There was a reduction in body weight gain of EELL administered groups (3.38 ± 0.68 - 4.28 ± 0.85 g) compared to the control group (7.21 ± 0.87 g), while relative organ weights were unaffected. Also, a significant reduction in locomotor activity and rearing behaviour was recorded with an increased anxiety-like behaviour in the extract treated groups. Cognitive performance evaluated with the Morris water maze demonstrated impaired retention, evidenced by reduced time spent in the target platform zone and increased proximity to the platform at higher doses. Biochemical evaluation of brain tissue showed pronounced oxidative stress, indicated by significant reductions in reduced glutathione (71.06 ± 4.74 - 124.36 ± 5.35 µg/mol vs 149.88 ± 7.07 µg/mol), catalase, and superoxide dismutase activities, alongside elevated malondialdehyde levels, especially at 100 and 200 mg/kg doses in comparison to the control. In addition, acetylcholinesterase activity was significantly increased in 100 and 200 mg/kg EELL treated groups compared to the control (0.121 ± 0.01 & 0.160 ± 0.01 µmol/min/g tissue vs. 0.049 ± 0.01 µmol/min/g tissue).
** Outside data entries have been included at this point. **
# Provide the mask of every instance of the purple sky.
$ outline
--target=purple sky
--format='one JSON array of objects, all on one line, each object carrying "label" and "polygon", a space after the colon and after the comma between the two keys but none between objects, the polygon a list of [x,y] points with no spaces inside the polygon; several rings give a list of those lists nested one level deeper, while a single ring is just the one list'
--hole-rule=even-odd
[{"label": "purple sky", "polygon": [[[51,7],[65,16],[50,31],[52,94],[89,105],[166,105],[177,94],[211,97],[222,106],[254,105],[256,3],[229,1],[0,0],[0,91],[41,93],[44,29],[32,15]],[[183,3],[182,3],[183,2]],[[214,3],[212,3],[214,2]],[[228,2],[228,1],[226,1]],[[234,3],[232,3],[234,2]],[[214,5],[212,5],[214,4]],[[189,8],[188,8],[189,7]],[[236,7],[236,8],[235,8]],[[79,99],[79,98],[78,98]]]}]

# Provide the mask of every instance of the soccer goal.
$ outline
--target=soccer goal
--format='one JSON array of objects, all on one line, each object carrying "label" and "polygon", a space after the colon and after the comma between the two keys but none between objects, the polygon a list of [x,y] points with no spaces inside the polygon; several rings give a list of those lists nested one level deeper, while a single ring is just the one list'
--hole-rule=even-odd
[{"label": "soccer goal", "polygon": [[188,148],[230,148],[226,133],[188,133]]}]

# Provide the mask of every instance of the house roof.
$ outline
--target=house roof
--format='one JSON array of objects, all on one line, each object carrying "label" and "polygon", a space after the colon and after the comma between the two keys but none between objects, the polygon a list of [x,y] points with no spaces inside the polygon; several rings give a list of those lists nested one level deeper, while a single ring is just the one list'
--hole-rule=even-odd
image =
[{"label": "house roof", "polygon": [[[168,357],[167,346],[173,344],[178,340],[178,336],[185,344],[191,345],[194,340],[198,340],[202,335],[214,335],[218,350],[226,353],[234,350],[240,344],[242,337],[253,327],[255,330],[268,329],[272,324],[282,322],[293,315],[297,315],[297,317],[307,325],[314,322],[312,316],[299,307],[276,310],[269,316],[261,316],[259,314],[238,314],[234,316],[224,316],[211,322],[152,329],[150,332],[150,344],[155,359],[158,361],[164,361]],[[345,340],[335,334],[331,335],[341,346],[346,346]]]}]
Likewise, increased levels of pro-inflammatory cytokines (interleukin-6 and tumour necrosis factor-α) was recorded in the treated groups.

Conclusion

These findings demonstrated that sub-acute exposure to EELL induces neurobehavioral deficits, oxidative stress, and neuroinflammatory responses, suggesting potential neurotoxic effects at higher doses.